Worth the wait? Children and Young People’s Scrutiny Committee discuss climate change

Wait long enough and then 2022 opens with a flurry.  Centre stage this month was a paper outlining the Climate Emergency and the Education Sector, and another Our Year 2022 giving a preview of what is likely to happen in Manchester’s designated ‘Year of the Child’.

Both these items generated a lot of interest and I dare to say excitement in the prospect of involving children and young people in planning for future actions. A presentation from the Head Teacher at Our Lady’s RC High School in Crumpsall showed how they are tackling the issue of climate change, encouraging the student voice and taking actions such as installing air-source heat pumps in new build. They have aspirations of being net-zero carbon emitters by 2030 (data provided regularly by the diocese) and would be keen to provide organic food for their 1000 students daily if it could be sourced economically.

Cllr Garry Bridges (Old Moat – Exec Member for Children’s Services) acknowledged that tackling climate change is a priority for the Council and that they are definitely looking to increase staff capacity. Cllr Tracy Rawlins (Baguley – Exec Member for Environment) committed to working for climate justice and wants more schools involved. It is gratifying to find that there is support amongst some councillors to work with activist groups in the city to tackle the climate emergency and that recommendations in CEM’s briefing were endorsed. Planting more trees and hedges were seen as possible solutions to air pollution, and increasing links between schools with ward climate change action plans and involvement of neighbourhood officers were encouraged.

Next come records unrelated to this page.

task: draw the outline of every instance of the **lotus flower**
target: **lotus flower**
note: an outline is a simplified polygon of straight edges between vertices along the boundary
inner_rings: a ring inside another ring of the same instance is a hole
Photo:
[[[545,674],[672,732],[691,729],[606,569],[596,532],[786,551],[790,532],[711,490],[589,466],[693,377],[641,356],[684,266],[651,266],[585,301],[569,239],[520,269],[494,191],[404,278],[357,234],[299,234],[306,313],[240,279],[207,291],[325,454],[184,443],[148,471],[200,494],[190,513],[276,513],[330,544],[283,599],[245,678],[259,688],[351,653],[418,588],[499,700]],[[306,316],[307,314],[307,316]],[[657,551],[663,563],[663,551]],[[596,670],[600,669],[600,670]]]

However, different schools and colleges are tackling these issues in their own ways. Some through the school improvement plan, some via their business managers and some with enthusiastic and dedicated teachers. There is a conference planned for June 2022 where good practice will be shared. It is to be hoped that the council embraces its role in co-ordinating the dissemination of knowledge and good practice and encourages action.

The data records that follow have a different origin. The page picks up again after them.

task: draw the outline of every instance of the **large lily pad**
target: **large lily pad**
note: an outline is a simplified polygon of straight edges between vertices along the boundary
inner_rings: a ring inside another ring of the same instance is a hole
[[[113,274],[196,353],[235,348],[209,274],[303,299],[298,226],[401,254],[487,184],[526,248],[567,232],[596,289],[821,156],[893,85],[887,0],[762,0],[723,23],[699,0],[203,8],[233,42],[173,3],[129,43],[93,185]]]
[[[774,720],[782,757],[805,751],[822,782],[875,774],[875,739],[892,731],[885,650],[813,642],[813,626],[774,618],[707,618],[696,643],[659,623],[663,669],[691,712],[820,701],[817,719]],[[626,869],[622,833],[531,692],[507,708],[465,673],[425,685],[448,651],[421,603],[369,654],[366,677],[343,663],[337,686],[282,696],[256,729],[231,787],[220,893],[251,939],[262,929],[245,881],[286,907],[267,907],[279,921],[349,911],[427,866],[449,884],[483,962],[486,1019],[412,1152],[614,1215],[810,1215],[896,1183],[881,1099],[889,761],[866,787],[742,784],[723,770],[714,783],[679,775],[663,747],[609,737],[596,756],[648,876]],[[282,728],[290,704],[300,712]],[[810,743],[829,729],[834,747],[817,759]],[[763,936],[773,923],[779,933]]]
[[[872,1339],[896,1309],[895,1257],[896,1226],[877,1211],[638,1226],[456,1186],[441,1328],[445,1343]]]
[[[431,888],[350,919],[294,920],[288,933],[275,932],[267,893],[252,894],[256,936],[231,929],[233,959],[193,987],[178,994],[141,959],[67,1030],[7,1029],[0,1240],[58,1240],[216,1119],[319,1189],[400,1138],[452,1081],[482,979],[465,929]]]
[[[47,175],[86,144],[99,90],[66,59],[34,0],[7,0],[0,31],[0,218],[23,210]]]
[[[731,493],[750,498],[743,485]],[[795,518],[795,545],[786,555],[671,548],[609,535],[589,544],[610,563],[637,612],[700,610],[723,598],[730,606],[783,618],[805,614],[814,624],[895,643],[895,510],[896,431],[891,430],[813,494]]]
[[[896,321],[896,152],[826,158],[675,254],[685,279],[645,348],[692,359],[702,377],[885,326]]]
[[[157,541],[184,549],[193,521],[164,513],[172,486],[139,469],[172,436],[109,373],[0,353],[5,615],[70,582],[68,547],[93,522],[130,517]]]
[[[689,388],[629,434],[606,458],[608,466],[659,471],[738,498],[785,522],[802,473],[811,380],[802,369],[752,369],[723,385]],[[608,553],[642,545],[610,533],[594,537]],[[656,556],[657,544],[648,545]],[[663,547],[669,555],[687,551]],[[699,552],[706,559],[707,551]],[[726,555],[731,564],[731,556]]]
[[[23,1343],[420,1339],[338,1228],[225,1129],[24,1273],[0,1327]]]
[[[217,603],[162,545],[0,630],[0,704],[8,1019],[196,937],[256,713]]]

Climate change was acknowledged to be a major issue for young people in the consultation carried out in 2021 ahead of Our Year. As an opportunity for Manchester to be accredited by UNICEF as a ‘child-friendly’ city, play will be an important part of this year long celebration. The website (www.ouryear.uk) will be launched in February.  An open invitation has been extended for schools, businesses, the VCS and individuals to be involved.

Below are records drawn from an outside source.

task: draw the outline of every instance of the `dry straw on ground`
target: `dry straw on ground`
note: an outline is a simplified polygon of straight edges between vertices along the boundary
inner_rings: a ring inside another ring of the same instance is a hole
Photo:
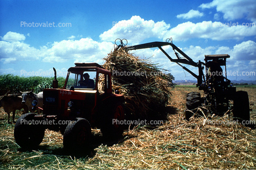
[[[103,67],[113,73],[113,88],[126,97],[134,119],[162,114],[168,102],[168,77],[149,60],[140,59],[124,49],[108,54]]]
[[[154,130],[130,132],[122,143],[96,148],[88,163],[117,169],[247,169],[256,166],[256,133],[231,122],[227,116],[195,118],[187,122],[182,114]]]

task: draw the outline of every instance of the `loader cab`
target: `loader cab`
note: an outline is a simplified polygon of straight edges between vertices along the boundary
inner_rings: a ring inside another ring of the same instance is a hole
[[[205,55],[206,79],[210,77],[221,77],[227,79],[226,61],[230,56],[228,54]],[[224,67],[224,69],[222,68]]]

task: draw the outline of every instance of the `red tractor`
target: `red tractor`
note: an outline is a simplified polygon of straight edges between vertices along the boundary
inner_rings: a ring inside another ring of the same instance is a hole
[[[122,134],[123,126],[116,122],[124,119],[124,97],[113,94],[111,73],[95,63],[75,65],[63,88],[58,88],[54,69],[53,88],[43,90],[43,114],[26,113],[18,119],[14,136],[22,148],[39,145],[46,129],[61,131],[64,147],[73,151],[88,146],[91,128],[108,137]]]

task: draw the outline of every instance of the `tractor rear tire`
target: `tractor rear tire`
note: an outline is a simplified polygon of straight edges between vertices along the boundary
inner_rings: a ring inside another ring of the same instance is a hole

Yet, if evidence was still needed that the climate emergency is not top of the agenda for all in the council, this is to be seen in the Environmental Impact Assessment of the Quality of Practice in Children’s Social Care overview and update. In its summary of how the report aligns to the desired outcome in the overarching Our Manchester Strategy of “A liveable and low carbon city”, again all we have are “increases the liability of the City”. Might officers and councillors take their responsibilities to mitigate this liability seriously? As said oft times before, unfortunately, it appears not. Nor was there any mention of increased liveability. For all the good practice described in the update, and of how the pandemic impacts on services provided, any thoughts of how the climate emergency might do so in the near future are left unstated.